Casey jumped up and flung her arms around him. Kate stood for a moment, watching the embracing couple. I should feel sympathetic for him, she thought. But I don’t. Why don’t I? Is it because I think he’s just saying something for the sake of it, that he doesn’t really mean it after all? Am I getting that hard, that cynical – or is there something in what I’m thinking?


 

Chapter Six

 

Olbeck and Theo had driven to Ali Saheed’s flat in South Kensington, fully expecting to find him away as it was the middle of a normal working day. Olbeck had queried whether they could have gotten a search warrant, but he knew that the process would involve several hours of form filling and sign offs. He was impatient to chase up this latest lead, even if it meant time wasted in trying to track down their latest suspect.

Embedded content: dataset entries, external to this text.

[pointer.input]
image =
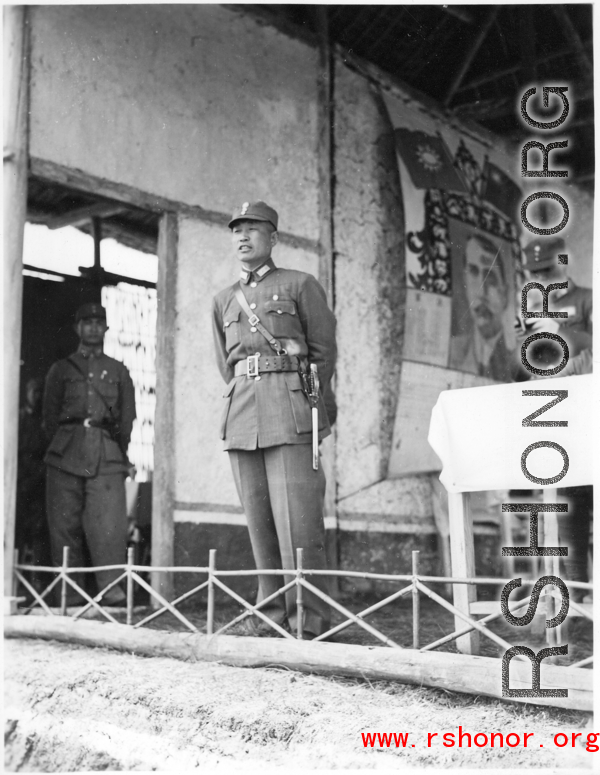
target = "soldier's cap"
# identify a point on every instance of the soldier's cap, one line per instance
(254, 211)
(542, 253)
(90, 310)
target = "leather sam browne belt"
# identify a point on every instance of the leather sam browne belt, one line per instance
(88, 423)
(257, 364)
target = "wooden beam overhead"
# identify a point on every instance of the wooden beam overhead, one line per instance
(573, 37)
(498, 74)
(459, 13)
(471, 53)
(83, 214)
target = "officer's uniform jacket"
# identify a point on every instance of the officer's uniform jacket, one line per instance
(273, 410)
(70, 395)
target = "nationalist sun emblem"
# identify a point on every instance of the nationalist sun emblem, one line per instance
(429, 158)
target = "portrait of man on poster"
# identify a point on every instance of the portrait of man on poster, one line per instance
(482, 330)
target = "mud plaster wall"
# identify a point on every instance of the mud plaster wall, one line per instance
(195, 103)
(369, 282)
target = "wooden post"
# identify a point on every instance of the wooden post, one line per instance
(554, 635)
(463, 565)
(299, 596)
(210, 603)
(16, 109)
(415, 597)
(130, 588)
(325, 164)
(164, 424)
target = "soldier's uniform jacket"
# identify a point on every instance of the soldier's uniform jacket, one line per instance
(273, 410)
(71, 396)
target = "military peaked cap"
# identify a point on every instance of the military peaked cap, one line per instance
(254, 211)
(90, 310)
(542, 253)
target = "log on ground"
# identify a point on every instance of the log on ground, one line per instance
(454, 672)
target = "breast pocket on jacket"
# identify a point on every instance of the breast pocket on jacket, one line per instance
(75, 388)
(232, 329)
(109, 389)
(281, 317)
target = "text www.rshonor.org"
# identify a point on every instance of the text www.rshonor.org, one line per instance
(463, 739)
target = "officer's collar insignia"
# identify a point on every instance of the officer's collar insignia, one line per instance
(263, 270)
(85, 351)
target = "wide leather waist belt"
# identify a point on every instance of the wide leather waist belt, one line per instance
(87, 422)
(257, 364)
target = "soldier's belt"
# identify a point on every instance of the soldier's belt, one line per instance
(257, 364)
(87, 422)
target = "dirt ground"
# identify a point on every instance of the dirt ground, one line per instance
(72, 708)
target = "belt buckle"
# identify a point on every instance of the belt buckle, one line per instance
(252, 365)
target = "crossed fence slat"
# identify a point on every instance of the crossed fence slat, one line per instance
(298, 580)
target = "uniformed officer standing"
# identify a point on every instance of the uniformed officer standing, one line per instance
(266, 422)
(89, 409)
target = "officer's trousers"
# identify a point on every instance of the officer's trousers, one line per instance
(282, 497)
(94, 508)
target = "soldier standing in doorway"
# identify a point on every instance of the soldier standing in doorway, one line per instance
(269, 328)
(89, 409)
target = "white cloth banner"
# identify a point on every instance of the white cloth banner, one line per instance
(479, 436)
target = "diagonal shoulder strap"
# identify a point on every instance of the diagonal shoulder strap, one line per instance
(255, 321)
(94, 388)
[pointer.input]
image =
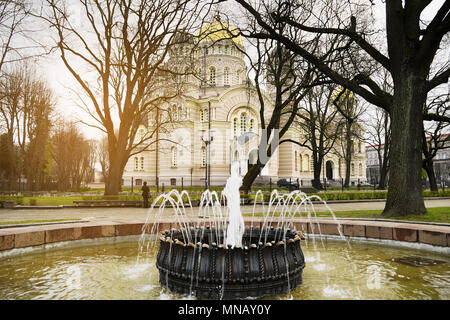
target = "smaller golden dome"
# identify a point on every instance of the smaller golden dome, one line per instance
(219, 30)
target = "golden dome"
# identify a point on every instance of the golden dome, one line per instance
(219, 30)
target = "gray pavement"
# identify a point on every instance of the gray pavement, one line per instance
(140, 214)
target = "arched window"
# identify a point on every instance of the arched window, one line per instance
(141, 134)
(174, 159)
(243, 122)
(226, 76)
(203, 157)
(295, 161)
(235, 127)
(174, 113)
(238, 76)
(186, 75)
(212, 75)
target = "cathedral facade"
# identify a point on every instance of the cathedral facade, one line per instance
(216, 121)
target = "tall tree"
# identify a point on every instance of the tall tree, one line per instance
(412, 45)
(351, 137)
(124, 45)
(25, 109)
(379, 137)
(435, 136)
(73, 155)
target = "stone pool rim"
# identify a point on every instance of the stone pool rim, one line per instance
(407, 232)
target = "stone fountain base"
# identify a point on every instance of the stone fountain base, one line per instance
(266, 265)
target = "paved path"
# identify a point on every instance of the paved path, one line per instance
(140, 214)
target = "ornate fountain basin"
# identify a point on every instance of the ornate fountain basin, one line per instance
(210, 271)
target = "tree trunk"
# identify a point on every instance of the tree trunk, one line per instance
(429, 168)
(114, 181)
(348, 159)
(317, 170)
(383, 175)
(404, 195)
(251, 175)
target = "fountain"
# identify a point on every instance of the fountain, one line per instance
(217, 257)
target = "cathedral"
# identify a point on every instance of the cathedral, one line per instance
(216, 121)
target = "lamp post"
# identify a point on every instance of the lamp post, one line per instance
(207, 140)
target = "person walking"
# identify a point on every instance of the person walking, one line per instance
(145, 194)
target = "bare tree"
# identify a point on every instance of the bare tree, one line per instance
(412, 45)
(379, 137)
(281, 81)
(26, 106)
(73, 156)
(12, 16)
(351, 132)
(320, 125)
(125, 45)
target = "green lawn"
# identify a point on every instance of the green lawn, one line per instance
(2, 223)
(438, 214)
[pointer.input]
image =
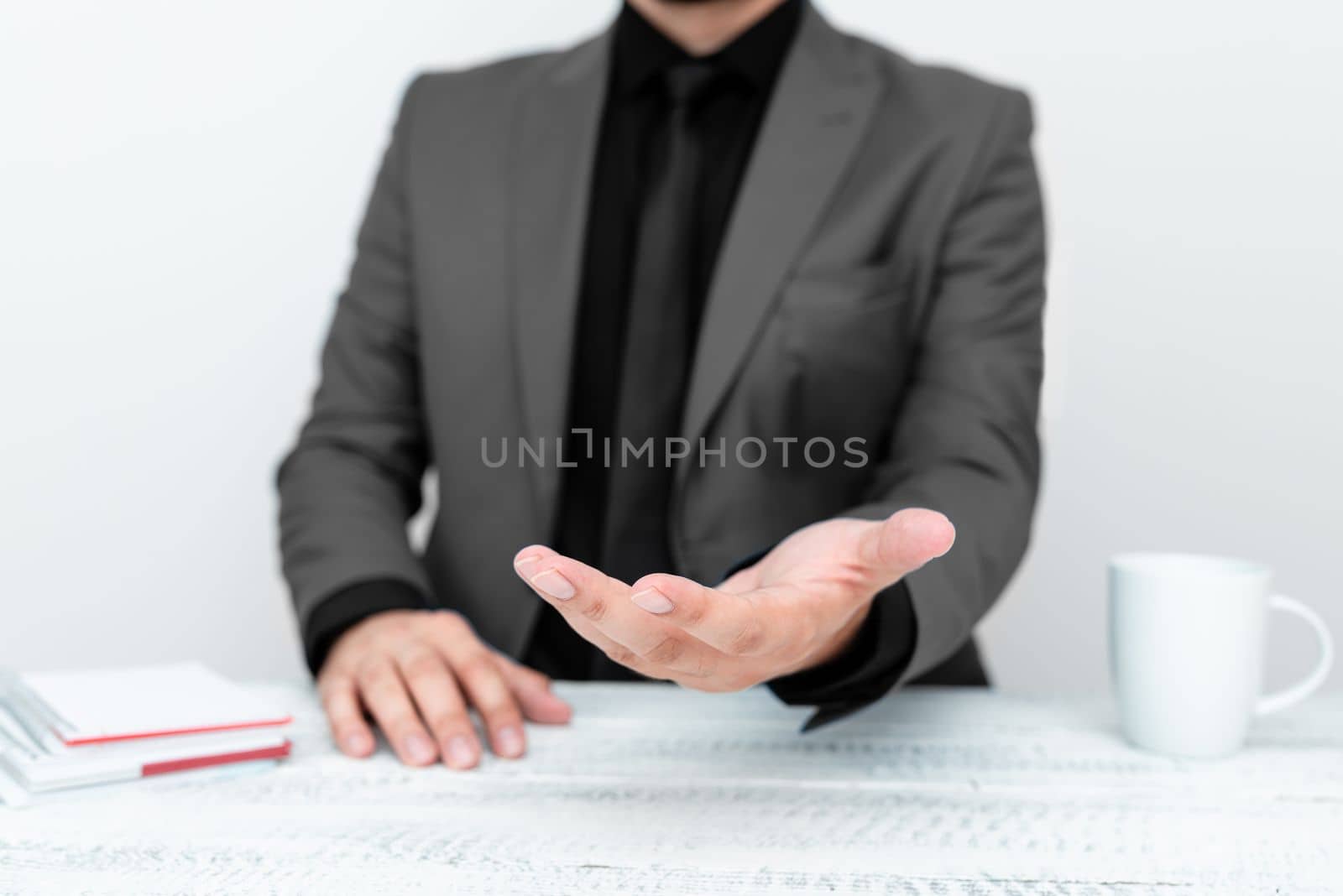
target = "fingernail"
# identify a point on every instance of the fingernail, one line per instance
(418, 748)
(460, 753)
(510, 742)
(653, 602)
(555, 585)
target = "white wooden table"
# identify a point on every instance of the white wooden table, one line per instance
(658, 790)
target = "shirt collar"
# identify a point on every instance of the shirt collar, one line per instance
(641, 51)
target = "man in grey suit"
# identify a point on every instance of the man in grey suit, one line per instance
(719, 331)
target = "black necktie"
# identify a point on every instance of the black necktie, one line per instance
(658, 341)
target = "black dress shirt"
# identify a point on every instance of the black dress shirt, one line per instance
(727, 121)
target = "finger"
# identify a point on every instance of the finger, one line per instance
(384, 694)
(340, 701)
(441, 705)
(586, 595)
(743, 625)
(492, 698)
(903, 542)
(534, 694)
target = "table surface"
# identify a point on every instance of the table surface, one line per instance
(658, 790)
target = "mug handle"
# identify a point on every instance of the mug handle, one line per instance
(1307, 685)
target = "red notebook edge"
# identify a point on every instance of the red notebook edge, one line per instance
(143, 735)
(279, 752)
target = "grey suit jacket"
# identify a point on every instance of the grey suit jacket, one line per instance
(881, 279)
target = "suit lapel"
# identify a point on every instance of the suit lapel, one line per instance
(817, 117)
(554, 145)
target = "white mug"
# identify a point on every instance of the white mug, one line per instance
(1186, 647)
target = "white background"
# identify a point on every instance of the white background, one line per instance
(180, 183)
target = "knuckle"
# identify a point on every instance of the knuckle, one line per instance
(595, 609)
(421, 667)
(693, 612)
(747, 638)
(447, 723)
(474, 665)
(669, 649)
(618, 654)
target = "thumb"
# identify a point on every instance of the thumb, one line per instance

Saheed’s flat was a basement one, in a street just off the Brompton Road. The elegant, white Georgian townhouses stood in serried rows, painted black railings separating them. The basement forecourt of the flat was empty, save for a solitary bay tree in a large stone pot standing like a sentinel by the front door. Olbeck rang the bell, not expecting an answer, but to their surprise, they heard footsteps approaching the door before it swung open.

The man regarding them with suspicion was short, although powerfully built, with carefully-tousled, thick black hair. He wore a suit that Olbeck’s practised eye picked out as an Oswald Boteng and, rather jarringly, bare feet.

“Yeah?”

“Ali Saheed?” said Theo.

“Yeah,” said Saheed, more warily. “What’s this about?”

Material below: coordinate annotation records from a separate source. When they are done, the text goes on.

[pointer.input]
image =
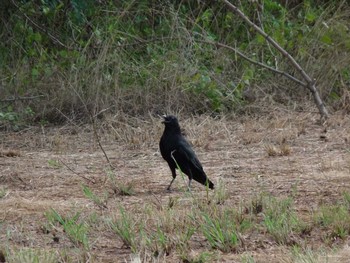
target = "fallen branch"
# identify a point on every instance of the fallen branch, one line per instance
(22, 98)
(310, 83)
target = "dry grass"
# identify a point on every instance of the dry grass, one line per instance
(166, 226)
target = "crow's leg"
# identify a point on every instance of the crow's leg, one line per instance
(174, 176)
(189, 180)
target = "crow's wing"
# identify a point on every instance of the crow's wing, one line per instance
(185, 157)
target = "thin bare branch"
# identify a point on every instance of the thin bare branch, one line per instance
(310, 82)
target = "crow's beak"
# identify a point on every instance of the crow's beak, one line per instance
(164, 119)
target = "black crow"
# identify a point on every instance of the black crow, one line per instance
(174, 147)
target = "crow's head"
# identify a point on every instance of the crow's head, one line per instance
(171, 122)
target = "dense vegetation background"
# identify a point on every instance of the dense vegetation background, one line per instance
(68, 59)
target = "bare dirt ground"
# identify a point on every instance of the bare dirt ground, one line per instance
(42, 169)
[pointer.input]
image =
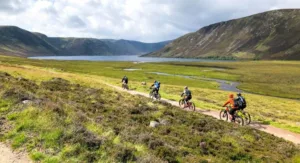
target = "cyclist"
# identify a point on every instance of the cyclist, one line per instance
(241, 102)
(232, 107)
(125, 80)
(187, 94)
(155, 86)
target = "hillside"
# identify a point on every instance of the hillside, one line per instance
(18, 42)
(15, 41)
(57, 120)
(268, 35)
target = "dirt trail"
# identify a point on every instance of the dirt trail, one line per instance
(287, 135)
(9, 156)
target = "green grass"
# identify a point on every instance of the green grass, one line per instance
(271, 78)
(67, 122)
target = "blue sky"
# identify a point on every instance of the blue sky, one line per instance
(142, 20)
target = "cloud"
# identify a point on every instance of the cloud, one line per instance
(143, 20)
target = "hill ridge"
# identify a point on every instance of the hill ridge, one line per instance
(268, 35)
(15, 41)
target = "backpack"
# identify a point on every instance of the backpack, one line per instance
(157, 85)
(240, 103)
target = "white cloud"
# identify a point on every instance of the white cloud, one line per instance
(143, 20)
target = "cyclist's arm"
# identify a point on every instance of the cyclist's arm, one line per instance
(227, 102)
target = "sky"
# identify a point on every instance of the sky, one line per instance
(141, 20)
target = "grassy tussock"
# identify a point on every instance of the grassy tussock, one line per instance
(68, 122)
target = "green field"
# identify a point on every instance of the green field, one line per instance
(275, 84)
(73, 117)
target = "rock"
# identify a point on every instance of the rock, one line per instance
(164, 122)
(26, 101)
(154, 124)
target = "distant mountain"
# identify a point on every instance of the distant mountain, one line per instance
(18, 42)
(268, 35)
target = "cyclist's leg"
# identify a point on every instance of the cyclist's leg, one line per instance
(231, 112)
(188, 98)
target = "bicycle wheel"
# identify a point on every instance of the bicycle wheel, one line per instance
(158, 97)
(151, 95)
(192, 106)
(239, 120)
(224, 115)
(247, 118)
(181, 102)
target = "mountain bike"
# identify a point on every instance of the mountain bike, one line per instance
(184, 104)
(125, 86)
(224, 114)
(245, 115)
(154, 95)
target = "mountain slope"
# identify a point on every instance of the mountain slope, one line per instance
(18, 42)
(269, 35)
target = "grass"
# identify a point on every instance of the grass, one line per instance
(71, 122)
(259, 77)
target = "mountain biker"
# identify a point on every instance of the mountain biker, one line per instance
(232, 107)
(241, 102)
(125, 80)
(187, 93)
(155, 86)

“Charlie Fullman, Mr Saheed,” said Olbeck. “Mind if we come in?”

 

The flat was small but luxuriously furnished: granite-topped kitchen counters, black gloss units, black leather sofas and an enormous flat screen television. An empty espresso cup stood on the glass-topped coffee table, along with a packet of Silk Cut, a lighter and an ash-filled glass ashtray.

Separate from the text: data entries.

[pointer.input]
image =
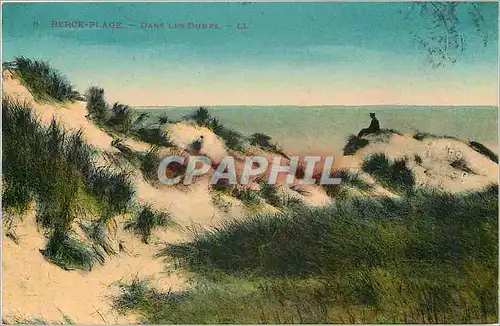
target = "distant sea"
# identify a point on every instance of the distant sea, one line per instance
(323, 130)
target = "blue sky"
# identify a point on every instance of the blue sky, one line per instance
(292, 53)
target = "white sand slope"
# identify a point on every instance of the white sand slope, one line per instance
(436, 155)
(34, 288)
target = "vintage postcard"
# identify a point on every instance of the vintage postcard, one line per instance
(250, 162)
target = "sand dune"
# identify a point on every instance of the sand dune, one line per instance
(32, 287)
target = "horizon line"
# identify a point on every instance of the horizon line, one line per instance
(321, 105)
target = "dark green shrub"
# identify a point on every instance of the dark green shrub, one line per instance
(43, 81)
(146, 220)
(480, 148)
(395, 176)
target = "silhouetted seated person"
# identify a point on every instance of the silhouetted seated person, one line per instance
(373, 128)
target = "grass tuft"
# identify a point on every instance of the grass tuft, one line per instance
(43, 81)
(395, 176)
(146, 220)
(480, 148)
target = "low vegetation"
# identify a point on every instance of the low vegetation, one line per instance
(146, 219)
(393, 175)
(119, 118)
(233, 139)
(427, 258)
(349, 180)
(426, 135)
(264, 142)
(354, 144)
(43, 81)
(480, 148)
(56, 170)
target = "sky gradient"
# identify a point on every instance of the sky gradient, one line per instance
(292, 53)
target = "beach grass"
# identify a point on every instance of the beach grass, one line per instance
(348, 180)
(427, 258)
(202, 117)
(146, 219)
(480, 148)
(393, 175)
(44, 82)
(56, 170)
(121, 120)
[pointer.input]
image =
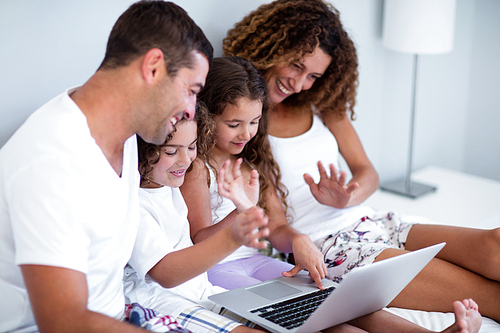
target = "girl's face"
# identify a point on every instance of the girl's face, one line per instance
(176, 156)
(237, 125)
(284, 81)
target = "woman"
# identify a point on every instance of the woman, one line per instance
(310, 65)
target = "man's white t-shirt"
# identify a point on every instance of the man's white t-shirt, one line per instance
(62, 204)
(164, 228)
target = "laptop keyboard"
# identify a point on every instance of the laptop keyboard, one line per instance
(293, 312)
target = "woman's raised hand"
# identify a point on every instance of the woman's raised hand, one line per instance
(331, 190)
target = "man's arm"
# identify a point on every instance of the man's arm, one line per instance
(58, 298)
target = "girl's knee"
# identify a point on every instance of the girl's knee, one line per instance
(492, 242)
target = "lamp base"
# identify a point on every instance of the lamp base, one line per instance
(415, 190)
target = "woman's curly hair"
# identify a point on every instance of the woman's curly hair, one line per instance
(228, 80)
(282, 32)
(149, 154)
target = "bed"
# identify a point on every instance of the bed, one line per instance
(451, 204)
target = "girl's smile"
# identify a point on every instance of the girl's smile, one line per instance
(236, 126)
(176, 156)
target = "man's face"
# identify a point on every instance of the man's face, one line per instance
(175, 99)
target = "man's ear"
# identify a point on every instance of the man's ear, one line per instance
(153, 66)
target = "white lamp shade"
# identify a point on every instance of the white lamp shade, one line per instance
(419, 26)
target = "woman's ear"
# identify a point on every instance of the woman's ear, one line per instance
(153, 66)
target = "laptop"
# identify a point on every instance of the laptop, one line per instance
(297, 305)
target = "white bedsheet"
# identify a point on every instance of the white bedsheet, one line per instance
(438, 321)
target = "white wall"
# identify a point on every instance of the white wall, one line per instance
(49, 45)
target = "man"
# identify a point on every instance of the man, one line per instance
(69, 180)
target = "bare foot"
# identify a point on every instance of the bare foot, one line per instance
(467, 317)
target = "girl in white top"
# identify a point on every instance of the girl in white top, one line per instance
(164, 213)
(236, 97)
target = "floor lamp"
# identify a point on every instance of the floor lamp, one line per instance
(417, 27)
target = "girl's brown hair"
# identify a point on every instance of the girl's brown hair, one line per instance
(282, 32)
(228, 80)
(149, 154)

“I heard about the baby,” said Saheed, who perched himself on the edge of one of the sofas, as if he was about to spring up at any time. “And that poor girl. It’s terrible. I tried to give Casey a ring but–”

“Yes, Casey Fullman,” said Olbeck. “I understand that you are her former agent?”

“Yeah.”

“When did you – part company?”

Saheed reached for his cigarettes. “Not sure. Not long ago. Maybe a couple of months.”

“So just after Charlie Fullman was born, really. Is that right?”

Saheed shrugged. “I guess so.”

Olbeck leant forward. “Now we’ve been told that you and she had something of a fight recently, is that right?”

“A fight?” said Saheed. He looked uncomfortable. “No, not really, just a – well, a disagreement. That’s all.”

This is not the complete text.